Site icon Alternate Ending

THE PLOT THICKENS

It’s a few days old, but I’ve just come around to Jim Emerson’s post “Tell me a story…or don’t,” in which he says everything that I’ve been thinking for years, but could never put into words so clearly because I am not nearly as good at film theory as Jim Emerson is, and he does it three or four times a week.

My own extremely utilitarian take on the matter (I was trained as a film maker after all, not a film critic, and utilitarianism is in my blood) is that film can be thought of as the culmination of several “modules”:

-Plot, or as it’s often called, “story”; but story is what happens in a sort of “objective” sense, while plot is what happens in the movie, and in what order

-Dialogue

-Acting

-Editing

-Music

-Diegetic sound

-The bundle of lighting, focus, composition and camera movement that is typically referred to by the blanket term “cinematography” despite the fact that those four elements are all separable, and the result of work done by three people: the director, the cinematographer and the gaffer

Mise en scène, French for “whatever the hell you want it to mean”; the appearance of the space in which the film occurs

That’s eight things (did I miss any?), and any film can have one or five or all eight of them turn out very well or very poorly – I’d argue that those films we describe with words like “masterpiece” are generally those in which all eight are good individually, as well as working in concert with each other. But there is a marked tendency for most people to regard plot as the primary driving force behind whether a film is good or not, and that the other seven are fripperies – that good editing or good acting are simply bonuses in a movie that is already “good” in some outside sense. What I think Emerson is saying is that story/plot is just one element of the whole thing of film, and it needs to work with everything else to count as “good” on its own.
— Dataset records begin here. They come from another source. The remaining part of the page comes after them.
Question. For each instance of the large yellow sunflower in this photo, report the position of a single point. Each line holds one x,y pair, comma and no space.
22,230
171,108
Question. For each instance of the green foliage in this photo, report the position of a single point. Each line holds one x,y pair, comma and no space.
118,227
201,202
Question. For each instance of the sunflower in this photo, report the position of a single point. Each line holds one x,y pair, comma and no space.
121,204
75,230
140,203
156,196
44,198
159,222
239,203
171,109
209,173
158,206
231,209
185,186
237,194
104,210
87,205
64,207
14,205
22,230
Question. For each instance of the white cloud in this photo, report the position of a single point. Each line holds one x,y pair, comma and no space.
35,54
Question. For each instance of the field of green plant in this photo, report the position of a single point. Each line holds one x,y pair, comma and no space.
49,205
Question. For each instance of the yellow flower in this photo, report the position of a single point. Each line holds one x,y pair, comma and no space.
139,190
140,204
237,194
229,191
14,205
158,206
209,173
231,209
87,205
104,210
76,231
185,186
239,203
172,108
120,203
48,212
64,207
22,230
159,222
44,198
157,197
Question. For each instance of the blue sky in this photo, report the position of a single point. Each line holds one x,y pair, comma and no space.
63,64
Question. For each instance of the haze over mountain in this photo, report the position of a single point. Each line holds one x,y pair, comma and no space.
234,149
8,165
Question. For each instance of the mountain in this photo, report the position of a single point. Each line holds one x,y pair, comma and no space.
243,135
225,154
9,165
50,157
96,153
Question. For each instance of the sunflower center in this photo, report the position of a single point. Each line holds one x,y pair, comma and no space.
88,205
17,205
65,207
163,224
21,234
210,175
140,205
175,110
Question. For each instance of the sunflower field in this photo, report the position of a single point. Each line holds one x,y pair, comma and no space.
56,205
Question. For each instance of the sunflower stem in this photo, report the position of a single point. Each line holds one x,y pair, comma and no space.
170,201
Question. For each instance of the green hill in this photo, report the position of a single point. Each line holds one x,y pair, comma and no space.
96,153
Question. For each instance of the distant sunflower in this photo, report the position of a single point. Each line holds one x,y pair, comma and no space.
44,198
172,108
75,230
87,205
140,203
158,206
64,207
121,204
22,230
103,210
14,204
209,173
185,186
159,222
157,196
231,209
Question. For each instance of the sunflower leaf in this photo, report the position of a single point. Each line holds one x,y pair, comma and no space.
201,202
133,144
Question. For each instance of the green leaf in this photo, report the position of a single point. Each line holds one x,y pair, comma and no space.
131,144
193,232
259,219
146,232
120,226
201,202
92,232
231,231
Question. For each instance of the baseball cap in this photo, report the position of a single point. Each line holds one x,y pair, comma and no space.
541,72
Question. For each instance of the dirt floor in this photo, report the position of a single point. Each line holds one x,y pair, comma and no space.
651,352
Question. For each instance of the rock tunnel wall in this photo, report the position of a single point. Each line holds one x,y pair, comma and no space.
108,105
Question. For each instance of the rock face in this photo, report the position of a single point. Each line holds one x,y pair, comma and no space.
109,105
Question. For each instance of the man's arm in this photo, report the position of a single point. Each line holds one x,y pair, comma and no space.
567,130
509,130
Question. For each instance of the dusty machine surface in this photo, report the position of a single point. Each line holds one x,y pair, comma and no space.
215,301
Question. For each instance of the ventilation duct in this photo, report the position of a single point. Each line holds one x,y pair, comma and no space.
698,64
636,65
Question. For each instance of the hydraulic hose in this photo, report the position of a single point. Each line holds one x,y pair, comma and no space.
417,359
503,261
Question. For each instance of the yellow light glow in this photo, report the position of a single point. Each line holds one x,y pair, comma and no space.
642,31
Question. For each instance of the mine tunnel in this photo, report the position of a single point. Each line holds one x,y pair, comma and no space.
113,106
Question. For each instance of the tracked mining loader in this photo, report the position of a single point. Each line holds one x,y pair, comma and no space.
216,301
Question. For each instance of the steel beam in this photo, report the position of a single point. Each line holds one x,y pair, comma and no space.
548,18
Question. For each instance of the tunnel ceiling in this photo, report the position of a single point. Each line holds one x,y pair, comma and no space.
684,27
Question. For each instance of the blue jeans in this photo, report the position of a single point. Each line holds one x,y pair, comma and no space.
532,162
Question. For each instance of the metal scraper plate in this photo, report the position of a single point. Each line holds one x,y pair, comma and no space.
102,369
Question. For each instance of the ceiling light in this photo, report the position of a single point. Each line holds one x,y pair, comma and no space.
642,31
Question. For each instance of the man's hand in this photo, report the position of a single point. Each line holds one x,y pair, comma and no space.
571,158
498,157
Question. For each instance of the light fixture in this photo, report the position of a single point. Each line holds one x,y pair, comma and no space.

There’s an extra question: what do all those elements do for a film? My sense, and this is just a casual observation, ripe for later refinement, is that any narrative work of art is meant to impart a message or theme, suggest truths about human character, or instigate an emotion in the viewer. Obviously, most films do more than one of these things, but I’d suggest that theme-character-emotion is the “goal” of a film, and the eight elements are how that goal is achieved. Thinking critically about film isn’t really a matter of figuring out what a film is saying, but breaking down how it is saying. In other words, the “meaning” of a film has nothing to do with whether or not it’s “good” – a film is good if it imparts its meaning clearly through effective use of the language of cinema.

But I don’t mean to overreach: I’m here mostly to praise Emerson and his simple but effective attempt to knock the pegs out from under Story Above All. I should probably mention that, damn the publication stamp on this post (Blogger lets you pre-set publishing times now, very convenient), it’s very late and I’m very tired, and probably incoherent.